7 Social Media Assignments for Teachers

Posted on by Dana VanDen Heuvel

teacher guidelines for social media 7 Social Media Assignments for Teachers

In the wake of the recent Facebook drama in Missouri, you’re probably hesitant to use any form of social media in your classroom. Even if you’re confident in your ability to use it wisely and appropriately, risking your career for the sake of technology probably isn’t something you should take lightly. Luckily there are a few ways that teachers can still implement social media as part of their curriculum and avoid the slippery slope of teacher-student online connections. Here are 7 tips for teachers to successfully and appropriately utilize social media to facilitate learning in the classroom.

1. Set Clear Boundaries

Before you go through your class list and friend all of your students on Facebook, check your school handbook and familiarize yourself with the social media policy. Chances are there are rules already in place regarding teacher-student relations on social media networks. In order to make sure you stay compliant, review these rules and discuss them with your students so that there is no confusion or misunderstanding down the road.

2. Make Yourself Accessible

As a student there’s nothing worse than getting home from school and realizing you don’t quite understand the homework assignment. It used to be you were faced with a dilemma; do you attempt the assignment, risking the possibility of doing it all wrong and getting a bad grade, or do you call the teacher at home if you were so luck as to get a phone number? Connecting with your students via social networks eliminates this dilemma for your students. Use social media to post assignments online or make yourself available for a specified window of time after school that students can send you messages if they have questions about homework.

3. Foster Discussions

Use features like your Facebook wall or comment section of your blog as a discussion board. This is the perfect alternative for in-class discussions, especially for the introverted students out there who don’t feel comfortable voicing their opinions in front of their peers. Designate a window of time where students can log in and hold a class discussion online. Make sure you set ground rules and expectations at the beginning and monitor the discussion throughout.

4. Make a Facebook Fanpage

As I already alluded to, Facebook is one of the more controversial social media networks with respect to teacher/student interaction. The personal nature of this network makes it hard to differentiate between friend and authority figure. One way to circumvent mixed signals or inappropriate contact is to set up a Facebook fanpage.

By creating a fanpage you can avoid private interaction with students. As the administrator of a fanpage there are no private message capabilities between you and your students, only public messages which are displayed on the wall. Additionally, the fact that you can’t ‘friend’ someone as a fanpage eliminates any unintentional special treatment to certain students. In effect, students can ‘opt-in’ by liking your fanpage in order to get your updates but they don’t necessarily have to ‘like’ you or become a fan in order to see your fanpage.

5. Engage with Students through Edmodo

If you still don’t like the idea of Facebooking with your students, there are close alternatives such as Edmodo. Edmodo functions like a regular social network but there are more security features that make it considerably ‘safer’ than Facebook. For example, the network is limited to teachers, students, and parents of students. Plus, the network has tons of helpful tools for teachers, including communication, assignments, and grading features.

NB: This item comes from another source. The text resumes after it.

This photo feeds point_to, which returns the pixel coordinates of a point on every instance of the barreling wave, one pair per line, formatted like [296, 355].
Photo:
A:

6. Create a Multimedia Classroom with Video

YouTube has become a very popular means of incorporating multimedia into the classroom. However, with YouTube there is a risk of students coming across inappropriate content, which is why the site is blocked by most school servers. TeacherTube however is a great alternative to YouTube. It was created by teachers and for teachers to use in the classroom. All of the content has been approved and is monitored to ensure nothing inappropriate sneaks into your classroom.

7. Edublogs

Blogging is a great supplement to your lectures and allows you to stay connected with your students outside of the classroom. Many teachers are also incorporating blogging into their curriculum by blogging assignments that require students to create and maintain a blog. Edublogs is a blogging platform that is exclusively meant for educators and students. There are endless possibilities when it comes to blogging in the classroom, some of which include project collaboration, journaling, discussion, and creative writing. The great thing about classroom-only blog platforms is that they can be made private so that only people within the class can view the blog.

Even though the mainstream social media networks have gotten a bad wrap in the classroom lately, there are plenty of networks out there that are strictly meant for educational purposes. With technology becoming a larger part of society especially among the youth, it is becoming more important to incorporate into the classroom in order to relate to students and keep them engaged.